In November, voters in San Francisco overwhelmingly passed a referendum mandating a gradual increase in the city’s minimum wage from $10.74 an hour to $11.05 in January and $12.25 in May. By 2018, San Francisco’s minimum wage will be set at $15.

Employers, particularly smaller ones, in San Francisco will undoubtedly face huge headaches as they try to find ways to pay for the new big government mandate. Some will be simple price increases, while others may not be so lucky.

“[T]he minimum wage is not really a political problem, it’s a math problem,” Perry explains. “And the 10-14% price increases at Chipotles in San Francisco are just the new math problem now facing the restaurant chain’s customers, who’ll now be paying about $1 extra for each burrito bowl.”

San Francisco is following in the footsteps of Seattle, which, in May 2014, enacted a similar gradual minimum wage increase. On April 1, employers in Seattle had to pay $11 an hour. Additional increases will be phased in over time, though when will depend on the size of the employer.
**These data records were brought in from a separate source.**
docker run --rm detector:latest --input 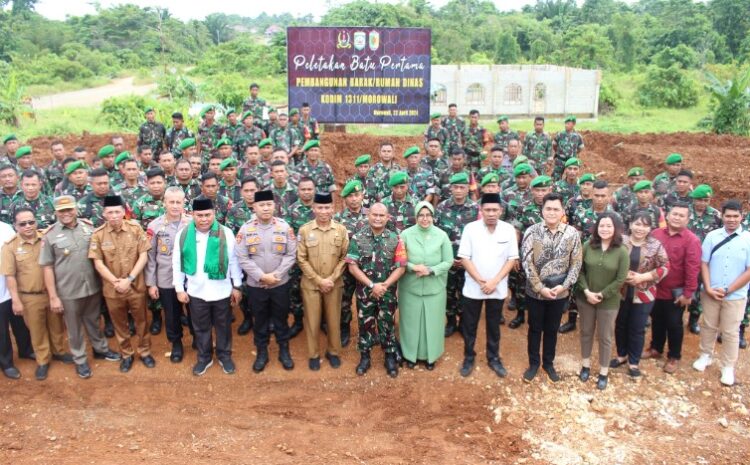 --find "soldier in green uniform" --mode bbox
[346,203,406,378]
[435,173,479,337]
[165,111,195,158]
[552,158,581,205]
[654,153,682,199]
[552,116,583,179]
[219,157,242,203]
[333,179,367,347]
[612,166,646,214]
[521,116,552,172]
[136,107,167,159]
[493,115,521,153]
[404,145,437,203]
[688,184,723,334]
[383,171,417,234]
[462,110,491,176]
[424,113,450,153]
[295,139,336,192]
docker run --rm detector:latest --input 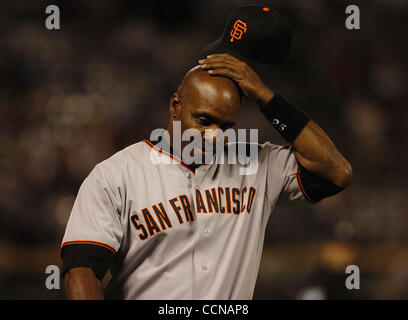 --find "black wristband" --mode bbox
[261,93,310,142]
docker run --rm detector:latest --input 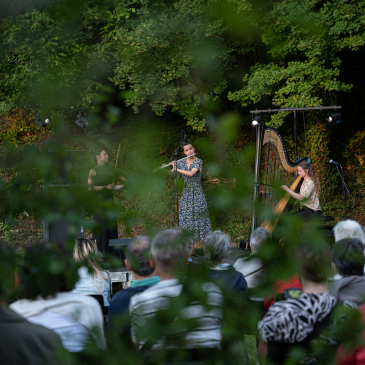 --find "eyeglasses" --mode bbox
[76,237,96,243]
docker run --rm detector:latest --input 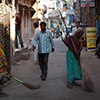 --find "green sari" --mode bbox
[66,50,82,82]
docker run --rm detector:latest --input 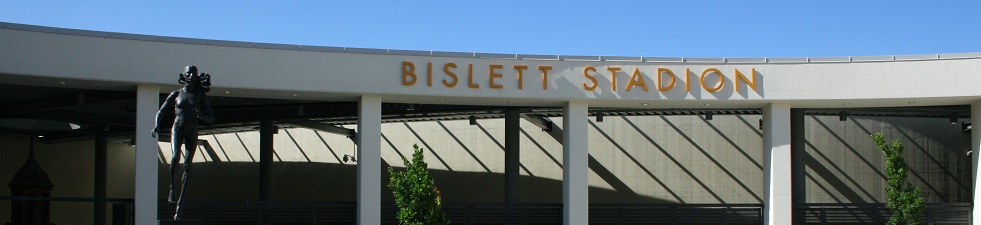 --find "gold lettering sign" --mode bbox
[401,61,760,93]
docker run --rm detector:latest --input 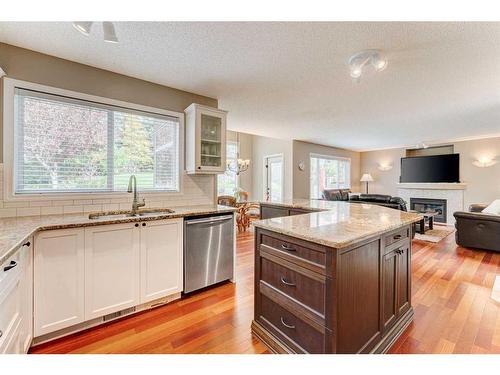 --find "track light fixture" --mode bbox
[349,49,387,82]
[73,21,118,43]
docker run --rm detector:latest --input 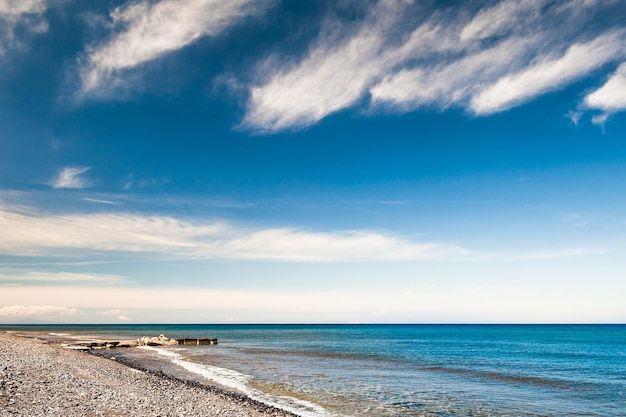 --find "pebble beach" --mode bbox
[0,333,295,417]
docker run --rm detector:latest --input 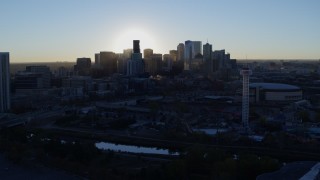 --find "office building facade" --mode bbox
[0,52,10,113]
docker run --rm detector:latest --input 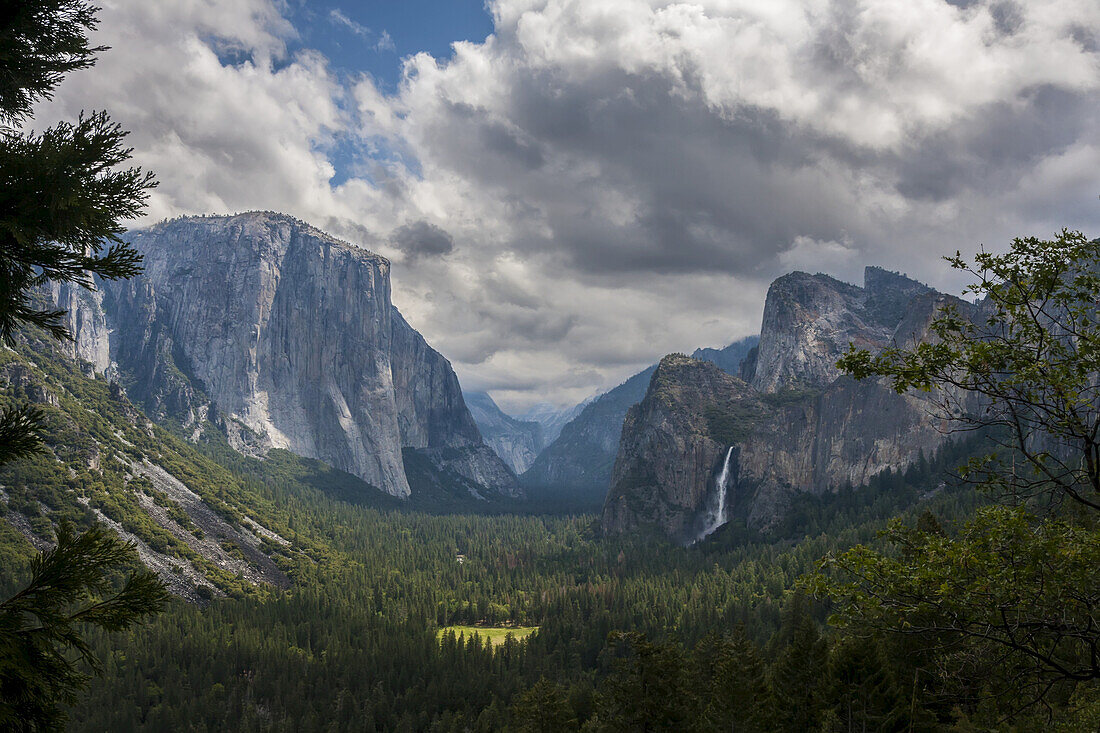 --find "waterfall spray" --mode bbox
[695,446,734,541]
Restaurants in Seattle are struggling to keep up with the wage increase. They’re reducing staff hours to cut payroll costs, opening later or closing earlier, and/or increasing menu prices to make up the forced added overhead cost. One pizzeria owner, however, was forced to close because of the additional costs the minimum wage increase brought her business.

“I’ve let one person go since April 1, I’ve cut hours since April 1, I’ve taken them myself because I don’t pay myself,” said Ritu Shah Burnham, owner of Z Pizza. “I’ve also raised my prices a little bit, there’s no other way to do it.”
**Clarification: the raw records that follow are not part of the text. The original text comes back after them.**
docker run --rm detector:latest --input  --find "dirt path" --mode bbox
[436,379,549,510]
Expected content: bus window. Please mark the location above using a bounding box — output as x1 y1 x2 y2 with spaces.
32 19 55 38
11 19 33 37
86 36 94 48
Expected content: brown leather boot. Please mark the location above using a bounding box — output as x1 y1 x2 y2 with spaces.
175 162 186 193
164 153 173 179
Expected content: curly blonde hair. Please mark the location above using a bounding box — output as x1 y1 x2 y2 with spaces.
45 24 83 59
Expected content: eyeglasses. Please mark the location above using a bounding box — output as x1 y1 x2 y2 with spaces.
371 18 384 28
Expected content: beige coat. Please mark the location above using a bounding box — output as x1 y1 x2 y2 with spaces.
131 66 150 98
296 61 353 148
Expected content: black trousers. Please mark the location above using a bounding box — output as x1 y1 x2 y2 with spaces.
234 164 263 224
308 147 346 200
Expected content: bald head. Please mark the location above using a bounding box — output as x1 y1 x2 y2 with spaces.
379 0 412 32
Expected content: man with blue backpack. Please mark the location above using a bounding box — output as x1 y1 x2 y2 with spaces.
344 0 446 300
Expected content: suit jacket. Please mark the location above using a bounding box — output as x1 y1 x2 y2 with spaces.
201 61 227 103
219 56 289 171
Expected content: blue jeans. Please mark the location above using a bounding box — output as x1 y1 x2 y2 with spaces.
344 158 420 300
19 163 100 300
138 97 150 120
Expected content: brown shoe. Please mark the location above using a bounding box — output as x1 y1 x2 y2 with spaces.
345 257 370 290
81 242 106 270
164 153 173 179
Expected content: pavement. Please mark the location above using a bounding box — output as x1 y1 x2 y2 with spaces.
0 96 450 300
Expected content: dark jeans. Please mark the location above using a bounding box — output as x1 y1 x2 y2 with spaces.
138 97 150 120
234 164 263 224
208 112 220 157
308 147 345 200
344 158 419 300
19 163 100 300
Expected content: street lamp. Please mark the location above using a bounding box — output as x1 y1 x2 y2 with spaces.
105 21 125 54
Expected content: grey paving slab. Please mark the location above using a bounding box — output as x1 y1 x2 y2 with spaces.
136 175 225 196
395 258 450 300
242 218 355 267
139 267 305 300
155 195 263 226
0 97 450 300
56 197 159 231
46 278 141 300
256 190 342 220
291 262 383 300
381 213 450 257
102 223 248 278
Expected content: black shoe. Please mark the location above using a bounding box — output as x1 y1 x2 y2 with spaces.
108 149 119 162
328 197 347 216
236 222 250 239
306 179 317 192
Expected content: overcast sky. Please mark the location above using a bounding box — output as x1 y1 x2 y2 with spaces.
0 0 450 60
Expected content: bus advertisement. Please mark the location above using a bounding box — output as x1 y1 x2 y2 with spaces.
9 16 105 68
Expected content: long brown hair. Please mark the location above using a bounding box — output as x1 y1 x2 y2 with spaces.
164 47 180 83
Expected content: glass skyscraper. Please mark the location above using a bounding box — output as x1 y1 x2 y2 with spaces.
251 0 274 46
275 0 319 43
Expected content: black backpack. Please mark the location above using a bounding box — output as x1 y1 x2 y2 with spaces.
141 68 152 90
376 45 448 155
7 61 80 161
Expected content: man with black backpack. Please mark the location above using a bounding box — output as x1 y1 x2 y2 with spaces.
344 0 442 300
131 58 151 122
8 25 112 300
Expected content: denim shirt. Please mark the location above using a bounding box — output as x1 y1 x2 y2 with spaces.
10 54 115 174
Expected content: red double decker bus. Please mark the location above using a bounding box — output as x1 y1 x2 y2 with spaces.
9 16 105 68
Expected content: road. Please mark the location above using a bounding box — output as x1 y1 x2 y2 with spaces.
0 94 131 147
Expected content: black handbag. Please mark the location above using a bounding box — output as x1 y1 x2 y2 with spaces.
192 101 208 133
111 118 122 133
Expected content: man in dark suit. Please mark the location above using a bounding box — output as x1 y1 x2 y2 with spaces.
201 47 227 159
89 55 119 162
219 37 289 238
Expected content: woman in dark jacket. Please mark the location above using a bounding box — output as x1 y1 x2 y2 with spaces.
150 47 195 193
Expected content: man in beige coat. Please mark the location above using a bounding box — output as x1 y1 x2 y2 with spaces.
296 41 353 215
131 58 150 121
Burnham is concerned about job prospects for her employees. “I have no idea where they’re going to find jobs,” she said, “because if I’m cutting hours, I imagine everyone is across the board.”

When he was less interested in scoring political points and more interested in the effects of economic policy, Paul Krugman, in 1998, chided two advocates of a higher minimum wage – – economists David Card and Alan Krueger, the latter of whom would go onto served as President Barack Obama’s Chairman of the Council of Economic Advisers.
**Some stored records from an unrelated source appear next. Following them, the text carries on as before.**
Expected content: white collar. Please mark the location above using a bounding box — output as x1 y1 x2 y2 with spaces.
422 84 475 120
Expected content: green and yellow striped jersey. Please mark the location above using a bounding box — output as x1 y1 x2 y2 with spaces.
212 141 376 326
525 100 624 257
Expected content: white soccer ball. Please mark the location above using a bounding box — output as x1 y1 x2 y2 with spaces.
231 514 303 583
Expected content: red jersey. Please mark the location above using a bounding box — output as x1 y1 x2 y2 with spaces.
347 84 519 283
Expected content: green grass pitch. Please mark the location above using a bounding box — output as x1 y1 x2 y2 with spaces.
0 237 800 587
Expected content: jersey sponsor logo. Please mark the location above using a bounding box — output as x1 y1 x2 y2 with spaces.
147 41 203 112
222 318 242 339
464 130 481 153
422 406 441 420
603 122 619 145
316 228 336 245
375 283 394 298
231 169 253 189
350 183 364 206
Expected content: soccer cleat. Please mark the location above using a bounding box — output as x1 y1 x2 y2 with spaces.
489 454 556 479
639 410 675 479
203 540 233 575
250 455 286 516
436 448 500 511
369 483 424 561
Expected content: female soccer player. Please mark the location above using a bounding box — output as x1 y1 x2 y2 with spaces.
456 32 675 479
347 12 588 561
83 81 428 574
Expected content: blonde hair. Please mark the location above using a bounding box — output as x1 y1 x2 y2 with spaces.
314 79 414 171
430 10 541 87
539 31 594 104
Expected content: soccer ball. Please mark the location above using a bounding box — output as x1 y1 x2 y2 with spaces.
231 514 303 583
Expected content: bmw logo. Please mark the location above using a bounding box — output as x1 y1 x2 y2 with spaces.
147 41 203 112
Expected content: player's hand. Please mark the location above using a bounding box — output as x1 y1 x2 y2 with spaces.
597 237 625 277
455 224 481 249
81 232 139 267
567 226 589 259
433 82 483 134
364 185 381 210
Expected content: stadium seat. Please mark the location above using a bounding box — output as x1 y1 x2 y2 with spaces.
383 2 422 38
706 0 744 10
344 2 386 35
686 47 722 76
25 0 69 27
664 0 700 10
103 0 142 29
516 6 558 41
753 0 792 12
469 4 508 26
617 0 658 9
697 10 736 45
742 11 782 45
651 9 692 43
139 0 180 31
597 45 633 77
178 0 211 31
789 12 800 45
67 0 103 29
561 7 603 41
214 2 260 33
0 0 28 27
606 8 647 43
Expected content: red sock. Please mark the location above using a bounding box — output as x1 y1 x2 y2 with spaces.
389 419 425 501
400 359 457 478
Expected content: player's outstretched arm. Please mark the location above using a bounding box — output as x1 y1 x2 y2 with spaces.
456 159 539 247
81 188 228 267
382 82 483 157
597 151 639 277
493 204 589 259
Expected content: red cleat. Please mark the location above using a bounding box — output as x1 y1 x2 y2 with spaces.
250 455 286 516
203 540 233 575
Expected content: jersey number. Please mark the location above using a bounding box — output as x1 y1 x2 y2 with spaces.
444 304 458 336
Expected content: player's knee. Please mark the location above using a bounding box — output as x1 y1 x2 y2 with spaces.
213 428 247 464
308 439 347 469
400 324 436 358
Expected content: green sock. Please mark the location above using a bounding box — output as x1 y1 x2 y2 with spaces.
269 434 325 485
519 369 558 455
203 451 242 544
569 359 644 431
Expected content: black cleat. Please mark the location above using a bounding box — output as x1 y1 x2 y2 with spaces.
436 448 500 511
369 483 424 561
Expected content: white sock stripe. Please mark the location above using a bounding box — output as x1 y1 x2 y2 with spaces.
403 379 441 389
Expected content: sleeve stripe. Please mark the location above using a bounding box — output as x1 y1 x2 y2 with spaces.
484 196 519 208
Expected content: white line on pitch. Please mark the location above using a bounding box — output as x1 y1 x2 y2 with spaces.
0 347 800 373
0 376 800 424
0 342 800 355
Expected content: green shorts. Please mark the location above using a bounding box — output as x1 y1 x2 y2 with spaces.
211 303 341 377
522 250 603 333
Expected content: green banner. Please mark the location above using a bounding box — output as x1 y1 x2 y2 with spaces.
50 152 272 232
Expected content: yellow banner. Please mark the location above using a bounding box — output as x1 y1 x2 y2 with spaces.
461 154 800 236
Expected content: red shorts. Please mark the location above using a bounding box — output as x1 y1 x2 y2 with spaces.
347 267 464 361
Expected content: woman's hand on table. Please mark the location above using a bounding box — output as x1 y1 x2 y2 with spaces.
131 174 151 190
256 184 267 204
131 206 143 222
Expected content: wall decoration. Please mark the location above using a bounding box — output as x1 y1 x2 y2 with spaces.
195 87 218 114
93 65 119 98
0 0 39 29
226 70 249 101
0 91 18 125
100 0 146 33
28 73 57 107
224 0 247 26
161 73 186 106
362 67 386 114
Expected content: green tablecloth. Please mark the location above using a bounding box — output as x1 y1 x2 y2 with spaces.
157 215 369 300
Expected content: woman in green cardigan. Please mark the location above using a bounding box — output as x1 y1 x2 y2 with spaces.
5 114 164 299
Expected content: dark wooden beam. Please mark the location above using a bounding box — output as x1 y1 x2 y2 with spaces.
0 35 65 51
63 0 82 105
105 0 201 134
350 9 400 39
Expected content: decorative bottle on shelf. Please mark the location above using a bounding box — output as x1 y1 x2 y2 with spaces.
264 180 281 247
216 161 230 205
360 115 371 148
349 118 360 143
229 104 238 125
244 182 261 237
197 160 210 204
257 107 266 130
“Clearly these advocates very much want to believe that the price of labor–unlike that of gasoline, or Manhattan apartments–can be set based on considerations of justice, not supply and demand, without unpleasant side effects,” Krugman wrote. “This will to believe is obvious in this book: The authors not only take the Card-Krueger results as gospel, but advance a number of other arguments that just do not hold up under examination.”

“For example, the authors argue at length that because only a fraction of the work force in the firms affected by living wage proposals will be affected, total costs will be increased by only 1 or 2 percent–and that as a result, not only will there be no significant reduction in employment, but the extra cost will be absorbed out of profits rather than passed on in higher prices,” he continued. “This latter claim is wishful thinking of the first order: Since when do we think that cost increases are not passed on to customers if they are small enough?”

Krugman seemingly laughed off the assertion that workers wouldn’t suffer, calling it “a non sequitur at best.” They will, according to more recent analysis of the effects of a minimum wage increases.

“Imagine that a new local law required supermarkets to sell milk at, say, 25 cents a gallon,” Krugman added. “The loss in revenue would be only a small fraction of each supermarket’s total sales – but do you really think that milk would be just as available as before?”

The full economic consequences of San Francisco’s minimum wage increase may not be fully understood for some time, and Chipotle’s price increase may be a blip on the radar. But when all is said in done, workers in the city may have a tough time finding employment because of a new hurdle in their way, and consumers will be shelling out a lot of money than they would otherwise be spending for more than just burritos.